Position: Uncertainty Quantification in LLMs is Just Unsupervised Clustering
Before we trust a large language model in a hospital or a courtroom, we want it to tell us how sure it is. Uncertainty quantification, the family of methods that turn a model’s outputs into a confidence score, is meant to provide that safety check. This position paper argues that the safety check is an illusion, because most of these methods are mechanically the same as unsupervised clustering, a technique that groups data by similarity without ever consulting a correct answer. You can read the full paper here.
Why Today’s Confidence Scores Are Risky
The appeal of uncertainty quantification is simple. If a model can flag the answers it is unsure about, a person can step in before a mistake causes harm. The problem is what these scores actually measure. They look at how much a model’s own repeated answers agree with each other, not at whether those answers are true. A model can give the same wrong answer every time, look perfectly consistent, and earn a high confidence score. The paper calls this a confident hallucination, and it is exactly the failure a safety check is supposed to catch.

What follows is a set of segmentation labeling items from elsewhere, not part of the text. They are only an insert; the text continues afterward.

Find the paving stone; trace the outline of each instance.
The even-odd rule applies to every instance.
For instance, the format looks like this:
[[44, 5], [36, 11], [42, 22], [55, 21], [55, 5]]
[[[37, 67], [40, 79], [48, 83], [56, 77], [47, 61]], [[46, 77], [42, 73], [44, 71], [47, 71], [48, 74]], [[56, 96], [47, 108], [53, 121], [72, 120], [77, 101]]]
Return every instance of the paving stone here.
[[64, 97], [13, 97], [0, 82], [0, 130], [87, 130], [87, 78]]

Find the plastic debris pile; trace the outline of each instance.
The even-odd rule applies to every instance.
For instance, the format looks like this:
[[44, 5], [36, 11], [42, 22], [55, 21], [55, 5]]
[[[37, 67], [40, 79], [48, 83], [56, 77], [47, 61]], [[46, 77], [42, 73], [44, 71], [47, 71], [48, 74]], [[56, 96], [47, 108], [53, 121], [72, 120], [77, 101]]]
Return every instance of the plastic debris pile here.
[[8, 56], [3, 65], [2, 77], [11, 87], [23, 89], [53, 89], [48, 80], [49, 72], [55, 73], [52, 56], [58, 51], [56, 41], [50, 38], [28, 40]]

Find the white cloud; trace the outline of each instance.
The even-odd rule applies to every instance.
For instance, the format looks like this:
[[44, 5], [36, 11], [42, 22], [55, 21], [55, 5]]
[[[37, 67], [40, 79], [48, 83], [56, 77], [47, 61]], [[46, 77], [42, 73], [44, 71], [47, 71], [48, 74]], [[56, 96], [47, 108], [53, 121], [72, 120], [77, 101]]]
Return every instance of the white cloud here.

The Hidden Equivalence Behind the Scores
Once you ask what each method computes, the resemblance to clustering is hard to unsee. Semantic entropy groups a model’s sampled answers into clusters of shared meaning and calls a question uncertain when those answers scatter across many clusters. Graph-based methods build a similarity graph over the answers and read its structure, which is clustering by another name. Verbalized confidence, where the model is simply asked how sure it is, partitions the model’s own internal states into confident and unconfident regions. In every case the score reflects the shape of the model’s answer distribution, never its distance from the truth.
When the model’s internal states are projected down to two dimensions, the high-confidence and low-confidence answers fall into separate groups. The method is sorting its own outputs into clusters, not checking them against reality.
Where the Clustering View Goes Wrong
Treating internal agreement as if it were correctness creates three concrete failures.
- The scores are fragile. They shift with the number of samples drawn, the similarity threshold, the decoding temperature, and the prompt. Worse, different methods disagree about which answers count as uncertain, so there is no stable notion of uncertainty to begin with.
- Evaluation rewards the wrong thing. Because correctness is hard to measure, the field grades uncertainty by how self-consistent a model is, which quietly equates stability with truth and lets confident hallucinations pass.
- There is no ground truth to anchor on. Real uncertainty is unobservable, so studies lean on other language models to judge correctness, which creates a loop where one model’s confidence is validated by another model’s opinion.
The first failure is easy to see directly. When several methods each flag the answers they consider most uncertain, the overlap between their flagged sets is small, which means they are not measuring one shared thing.

A Way Forward: Grounding Uncertainty in Truth
The paper’s prescription is to stop optimizing internal agreement and start measuring against reality, along three lines. Evaluation should report worst-case behavior and how stable a score is, rather than a single average. Mechanisms should give native guarantees, for example conformal prediction, a procedure that returns a set of answers guaranteed to contain the correct one at a chosen rate, so a confident hallucination shows up as an unusually large set. And verification should be anchored in objective truth, through unit tests in code and math or fact checking against trusted sources, instead of asking another model to be the judge.
Takeaway
A confidence score that never looks at the right answer is measuring consensus, not correctness. Until uncertainty quantification is grounded in external truth, a high score tells us only that a model is consistent, which is not the same as telling us it is right.